Let $(\cdot,\cdot)$ be the standard inner product on $\mathbb R^n$. Suppose that $f\in C(\mathbb R^n,\mathbb R^n)$ satisfies $$\lim_{\|x\|\to+\infty}\frac{(f(x),x)}{\|x\|}=+\infty.\tag{$*$}$$ Prove: $f(\mathbb R^n)=\mathbb R^n$.

This is an exercise on the chapter about degrees, Leray's product formula and Jordan-Brouwder's separation theorem in a Differential Topology book (Chinese version).

First thought. First of all, I noticed that it suffices to show that there exists $x_0\in\mathbb R^n$ such that $f(x_0)=0$. Indeed, if we want to show $0\neq y\in f(\mathbb R^n)$, we just need to consider the map $x\mapsto f(x)-y$, for which we also have $(*)$. Next, it follows from $(*)$ that $\lim_{\|x\|\to+\infty}\|f(x)\|=+\infty$. Hence, for some $R>0$, we have $f(x)\neq 0$ for all $\|x\|\geq R$. It suffices to show that $\mathrm{deg}(f, B_R,0)\neq 0$, and then Kronecker's existence property will imply the existence of $x_0\in B_R$ with $f(x_0)=0$. But I don't know how to prove $\mathrm{deg}(f, B_R,0)\neq 0$.

Second thought.

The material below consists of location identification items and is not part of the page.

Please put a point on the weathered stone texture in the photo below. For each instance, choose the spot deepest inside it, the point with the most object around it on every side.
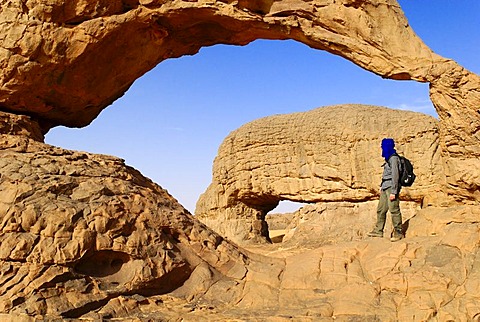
(85, 236)
(64, 61)
(329, 154)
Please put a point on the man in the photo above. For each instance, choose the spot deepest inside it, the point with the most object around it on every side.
(389, 192)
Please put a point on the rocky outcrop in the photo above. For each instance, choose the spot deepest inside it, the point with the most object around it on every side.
(79, 229)
(84, 236)
(330, 154)
(64, 61)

If we can prove that $f$ is locally injective, then we can use invariance of domain and $\lim_{\|x\|\to+\infty}\|f(x)\|=+\infty$ to prove the surjectivity of $f$: $f(\mathbb R^n)$ is open and closed. But I don't think we can get the local injectivity of $f$ quickly.

It seems to me that the first thought may be a little more feasible, although I don't know how to do that.

I'm not good at geometric stuffs. If my question is silly, forgive me please. Any help would be appreciated!

Proof using degrees. @Paresseux Nguyen gives a proof using Brouwder's fixed point theorem, which is very nice. Here is a proof using fundamental properties of degrees. Again, it suffices to show that $0\in f(\mathbb R^n)$. By $(*)$, we can find $R>0$ such that $(f(x),x)>0$ for all $x\in\partial B_R$. Define $$H(t,x)=tf(x)+(1-t)x,\qquad x\in \overline{B_R}, t\in I=[0,1].$$ Then $H\in C(I\times \overline{B_R}, \mathbb R^n)$ is a homotopy connecting $f$ and the identity map $\mathrm{id}(x)=x$. Also, for $x\in\partial B_R$ and $t\in I$, we have $(H(t,x),x)=t(f(x),x)+(1-t)\|x\|^2>0$, so $0\not\in H(I\times\partial B_R)$. By the homotopy invariance of degrees, we have $$\mathrm{deg}(f, B_R, 0)=\mathrm{deg}(\mathrm{id}, B_R, 0)=1\neq 0.$$ Finally, Kronecker's existence property implies that there exists $x_0\in B_R$ such that $f(x_0)=0$, and hence $0\in f(\mathbb R^n)$.

Answer 1

It is sufficient to show that $0 \in \text{Im}f$. Suppose $0 \notin \text{Im}f$, for each $r>0$, by Brouwer fixed point theorem there is a $v_r \in \mathbb{S}^{n-1}$ such that $-rv_r = \frac{ f(rv_r)}{\| f(rv_r)\|}r.$ Thus, $\limsup_{r \rightarrow \infty} \frac{\langle f(rv_r),r v_r\rangle}{r} \le 0$, which is a contradiction. Hence, the conclusion.